HCF243 Encodes a Chloroplast-localized Protein Involved in the D1 Protein Stability of the Arabidopsis Photosystem II Complex Plant Physiology. Oct, 2011 | Pubmed ID: 21862668 Numerous auxiliary nuclear factors have been identified to be involved in the dynamics of the photosystem II (PSII) complex. In this study, we characterized the high chlorophyll fluorescence243 (hcf243) mutant of Arabidopsis (Arabidopsis thaliana), which shows higher chlorophyll fluorescence and is severely deficient in the accumulation of PSII supercomplexes compared with the wild type.

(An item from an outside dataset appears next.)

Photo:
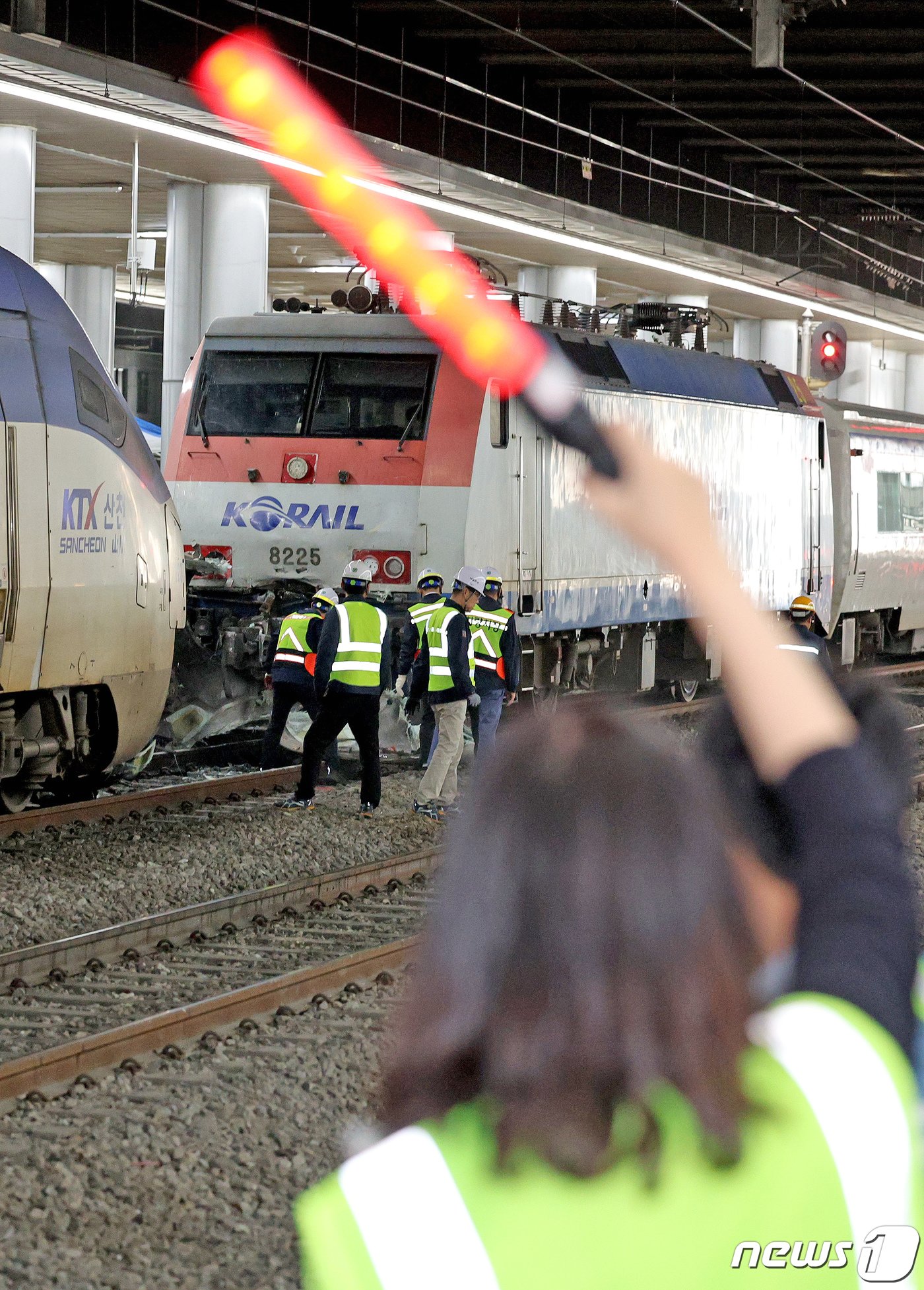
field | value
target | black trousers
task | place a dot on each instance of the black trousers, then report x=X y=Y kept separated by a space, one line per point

The amount of core subunits was greatly decreased, while the outer antenna subunits and other subunits were hardly affected in hcf243. In vivo protein-labeling experiments indicated that the synthesis rate of both D1 and D2 proteins decreased severely in hcf243, whereas no change was found in the rate of other plastid-encoded proteins. Furthermore, the degradation rate of the PSII core subunit D1 protein is higher in hcf243 than in the wild type, and the assembly of PSII is retarded significantly in the hcf243 mutant. HCF243, a nuclear gene, encodes a chloroplast protein that interacts with the D1 protein. HCF243 homologs were identified in angiosperms with one or two copies but were not found in lower plants and prokaryotes. These results suggest that HCF243, which arose after the origin of the higher plants, may act as a cofactor to maintain the stability of D1 protein and to promote the subsequent assembly of the PSII complex.